Very Deep Pairwise Word Interaction Neural Networks for modeling textual similarity (He and Lin, NAACL/HLT 2016)

Primary LanguageLua

Very-Deep Pairwise Word Interaction Neural Networks for Modeling Textual Similarity

NOTE: This repo contains code for the original Torch implementation from the NAACL 2016 paper. The code is not being maintained anymore and has been superseded by a PyTorch reimplementation in Castor. This repo exists solely for archival purposes.

This repo contains the Torch implementation of the very-deep pairwise word interaction neural network for modeling textual similarity, as described in the following paper:

This model does not require external resources such as WordNet or parsers, does not use sparse features, and achieves good accuracy on standard public datasets.

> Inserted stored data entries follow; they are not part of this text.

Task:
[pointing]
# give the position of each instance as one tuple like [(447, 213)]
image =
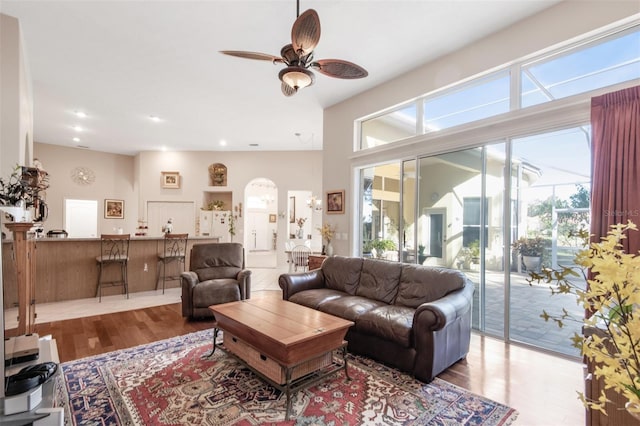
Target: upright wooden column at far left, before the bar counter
[(24, 252)]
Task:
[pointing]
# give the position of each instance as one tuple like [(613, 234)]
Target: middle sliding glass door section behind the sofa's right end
[(460, 210)]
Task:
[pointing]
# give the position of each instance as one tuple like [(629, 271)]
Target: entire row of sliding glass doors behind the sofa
[(459, 210)]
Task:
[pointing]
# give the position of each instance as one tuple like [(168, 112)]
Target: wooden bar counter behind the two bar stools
[(66, 268)]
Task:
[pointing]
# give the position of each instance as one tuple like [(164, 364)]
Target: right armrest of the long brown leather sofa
[(434, 316)]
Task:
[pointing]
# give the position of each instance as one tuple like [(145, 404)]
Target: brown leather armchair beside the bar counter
[(217, 275)]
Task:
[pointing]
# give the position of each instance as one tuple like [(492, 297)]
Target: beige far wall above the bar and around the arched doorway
[(136, 180)]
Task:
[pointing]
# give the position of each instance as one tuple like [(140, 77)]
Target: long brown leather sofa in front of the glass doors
[(415, 318)]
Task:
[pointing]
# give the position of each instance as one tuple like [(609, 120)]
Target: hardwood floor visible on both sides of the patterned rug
[(540, 386)]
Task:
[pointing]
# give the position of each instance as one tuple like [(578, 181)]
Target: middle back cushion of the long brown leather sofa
[(379, 280)]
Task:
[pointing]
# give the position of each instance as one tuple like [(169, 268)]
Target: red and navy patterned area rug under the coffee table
[(171, 383)]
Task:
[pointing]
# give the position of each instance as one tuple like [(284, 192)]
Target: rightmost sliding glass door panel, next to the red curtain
[(552, 175)]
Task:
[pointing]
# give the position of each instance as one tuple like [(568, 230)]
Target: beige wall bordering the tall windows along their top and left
[(557, 24)]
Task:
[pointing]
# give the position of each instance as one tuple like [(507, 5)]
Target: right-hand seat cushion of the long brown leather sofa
[(393, 323)]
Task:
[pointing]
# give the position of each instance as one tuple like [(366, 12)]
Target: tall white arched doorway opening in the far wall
[(261, 223)]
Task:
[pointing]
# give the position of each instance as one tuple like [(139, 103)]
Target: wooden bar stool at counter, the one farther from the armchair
[(114, 250)]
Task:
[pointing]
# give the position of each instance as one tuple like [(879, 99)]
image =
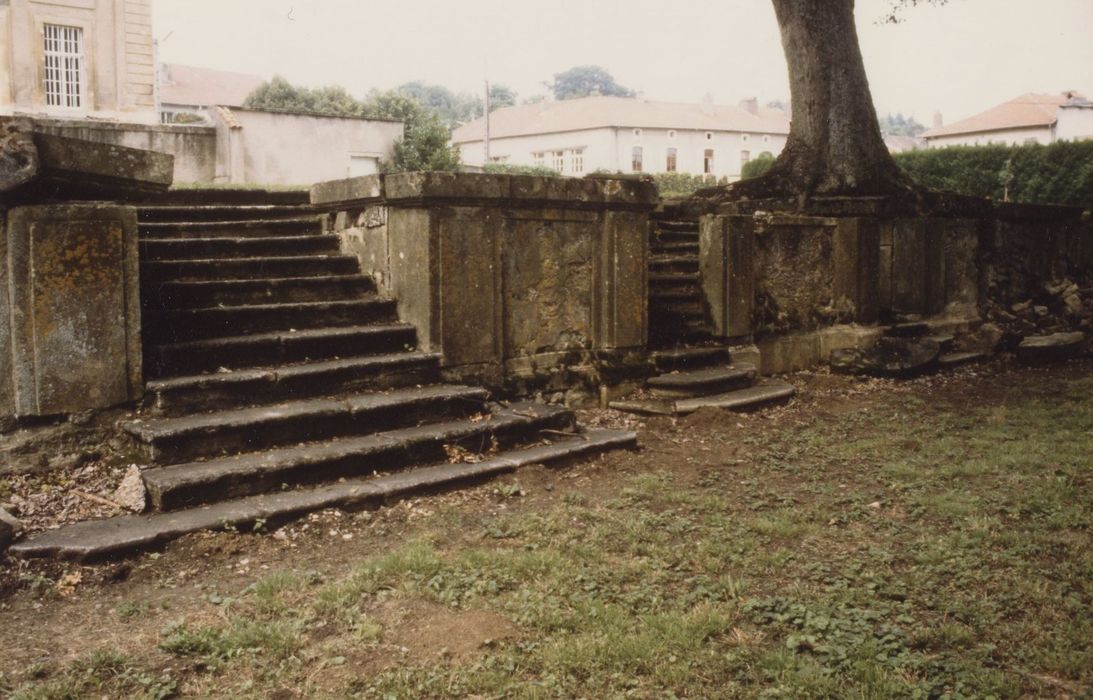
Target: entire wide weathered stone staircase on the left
[(280, 382)]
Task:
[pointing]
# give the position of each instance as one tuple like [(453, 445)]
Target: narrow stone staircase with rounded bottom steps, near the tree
[(694, 369)]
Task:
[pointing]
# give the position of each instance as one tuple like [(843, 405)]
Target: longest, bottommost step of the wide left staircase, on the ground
[(116, 536)]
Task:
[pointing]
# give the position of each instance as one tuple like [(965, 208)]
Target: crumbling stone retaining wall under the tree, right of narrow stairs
[(802, 287)]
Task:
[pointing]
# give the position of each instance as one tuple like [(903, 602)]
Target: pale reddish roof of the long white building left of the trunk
[(600, 112)]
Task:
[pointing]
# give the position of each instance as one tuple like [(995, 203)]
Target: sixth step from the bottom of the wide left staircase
[(198, 324)]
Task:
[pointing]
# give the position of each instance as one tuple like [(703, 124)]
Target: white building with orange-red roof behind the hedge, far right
[(1031, 119)]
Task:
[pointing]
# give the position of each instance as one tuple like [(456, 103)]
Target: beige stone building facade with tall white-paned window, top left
[(78, 60)]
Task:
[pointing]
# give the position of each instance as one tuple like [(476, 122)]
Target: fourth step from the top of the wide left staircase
[(228, 249)]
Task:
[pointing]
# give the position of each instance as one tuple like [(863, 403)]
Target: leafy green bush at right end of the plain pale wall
[(425, 146)]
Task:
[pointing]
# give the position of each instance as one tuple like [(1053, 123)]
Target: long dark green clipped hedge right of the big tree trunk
[(1057, 174)]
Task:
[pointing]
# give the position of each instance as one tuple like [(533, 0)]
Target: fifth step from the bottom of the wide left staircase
[(267, 349)]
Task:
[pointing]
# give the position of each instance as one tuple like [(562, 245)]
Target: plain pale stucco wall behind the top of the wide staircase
[(287, 149)]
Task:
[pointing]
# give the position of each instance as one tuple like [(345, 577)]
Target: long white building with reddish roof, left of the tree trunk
[(627, 135)]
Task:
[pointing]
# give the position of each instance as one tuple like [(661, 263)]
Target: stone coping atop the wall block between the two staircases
[(416, 189)]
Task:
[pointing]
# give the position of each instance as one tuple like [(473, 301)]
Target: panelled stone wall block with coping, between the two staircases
[(527, 284)]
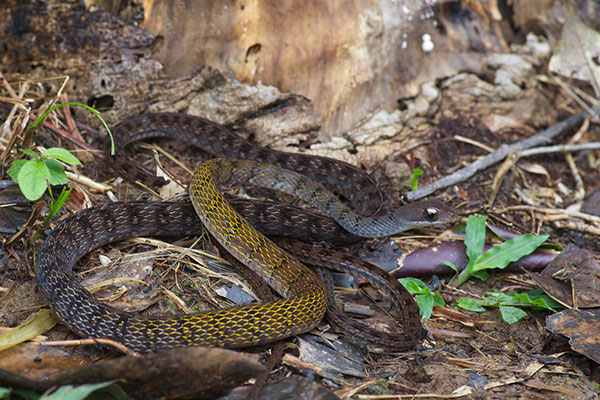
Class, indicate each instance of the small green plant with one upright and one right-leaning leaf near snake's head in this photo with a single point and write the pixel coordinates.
(497, 257)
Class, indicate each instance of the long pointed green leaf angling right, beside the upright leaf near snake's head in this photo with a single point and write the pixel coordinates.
(509, 251)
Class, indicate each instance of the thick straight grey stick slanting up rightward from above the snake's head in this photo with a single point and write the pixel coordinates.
(495, 157)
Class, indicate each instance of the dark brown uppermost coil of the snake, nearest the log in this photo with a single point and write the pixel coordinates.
(338, 177)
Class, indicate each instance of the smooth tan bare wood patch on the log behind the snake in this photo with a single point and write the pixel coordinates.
(349, 57)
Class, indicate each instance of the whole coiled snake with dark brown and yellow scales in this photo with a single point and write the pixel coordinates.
(305, 299)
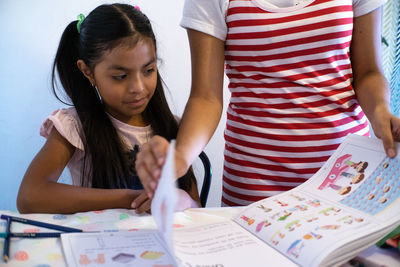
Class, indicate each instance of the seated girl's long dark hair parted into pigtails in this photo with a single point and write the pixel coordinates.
(106, 163)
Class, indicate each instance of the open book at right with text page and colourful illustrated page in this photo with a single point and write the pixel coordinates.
(347, 206)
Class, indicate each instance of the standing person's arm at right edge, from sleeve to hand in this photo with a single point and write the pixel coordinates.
(370, 85)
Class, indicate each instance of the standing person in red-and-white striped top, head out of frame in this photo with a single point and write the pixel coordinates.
(302, 74)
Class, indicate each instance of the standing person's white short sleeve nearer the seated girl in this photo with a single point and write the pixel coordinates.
(207, 16)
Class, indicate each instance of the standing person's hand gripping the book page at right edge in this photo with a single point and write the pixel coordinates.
(386, 126)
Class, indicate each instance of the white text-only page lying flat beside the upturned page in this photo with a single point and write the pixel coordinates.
(224, 244)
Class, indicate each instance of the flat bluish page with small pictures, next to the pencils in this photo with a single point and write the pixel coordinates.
(126, 248)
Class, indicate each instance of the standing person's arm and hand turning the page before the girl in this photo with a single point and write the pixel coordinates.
(200, 118)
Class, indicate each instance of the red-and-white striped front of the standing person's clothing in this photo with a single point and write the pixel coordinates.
(292, 100)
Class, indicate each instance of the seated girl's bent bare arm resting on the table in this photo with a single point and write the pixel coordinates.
(40, 193)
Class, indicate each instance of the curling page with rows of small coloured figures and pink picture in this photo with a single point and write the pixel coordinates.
(352, 196)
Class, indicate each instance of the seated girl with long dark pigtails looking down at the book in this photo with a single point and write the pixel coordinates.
(107, 66)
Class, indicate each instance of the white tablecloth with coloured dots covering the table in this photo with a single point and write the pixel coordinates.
(46, 252)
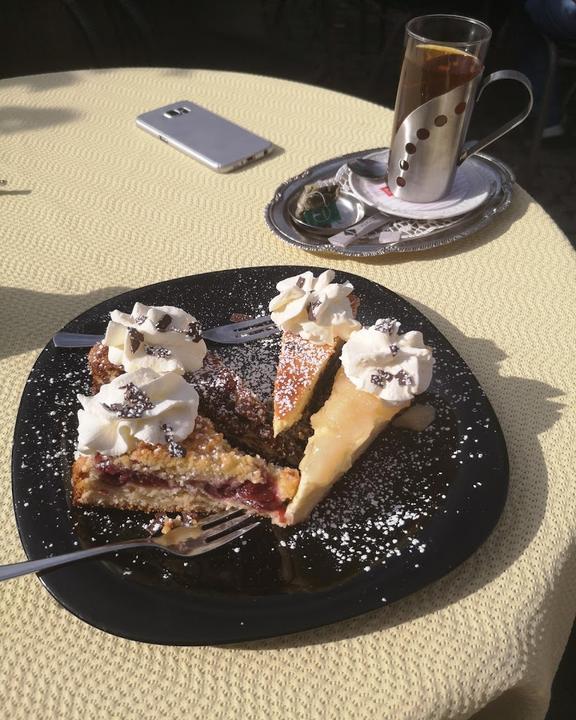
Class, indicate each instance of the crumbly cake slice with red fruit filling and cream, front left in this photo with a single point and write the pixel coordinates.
(142, 446)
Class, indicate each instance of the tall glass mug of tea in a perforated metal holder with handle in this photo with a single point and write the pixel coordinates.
(439, 81)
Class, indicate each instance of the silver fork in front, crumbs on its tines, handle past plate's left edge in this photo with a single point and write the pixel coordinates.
(212, 532)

Installation and Dependencies

  • Please install Torch deep learning library. We recommend this local installation which includes all required packages our tool needs, simply follow the instructions here: https://github.com/torch/distro

  • Currently our tool only runs on CPUs, therefore it is recommended to use INTEL MKL library (or at least OpenBLAS lib) so Torch can run much faster on CPUs.

  • Our tool then requires Glove embeddings by Stanford. Please run fetch_and_preprocess.sh for downloading and preprocessing this data set (around 3 GBs).

Running

  • Command to run (training, tuning and testing all included):
  • th trainSIC.lua

The tool will output pearson scores and also write the predicted similarity scores given each pair of sentences from test data into predictions directory.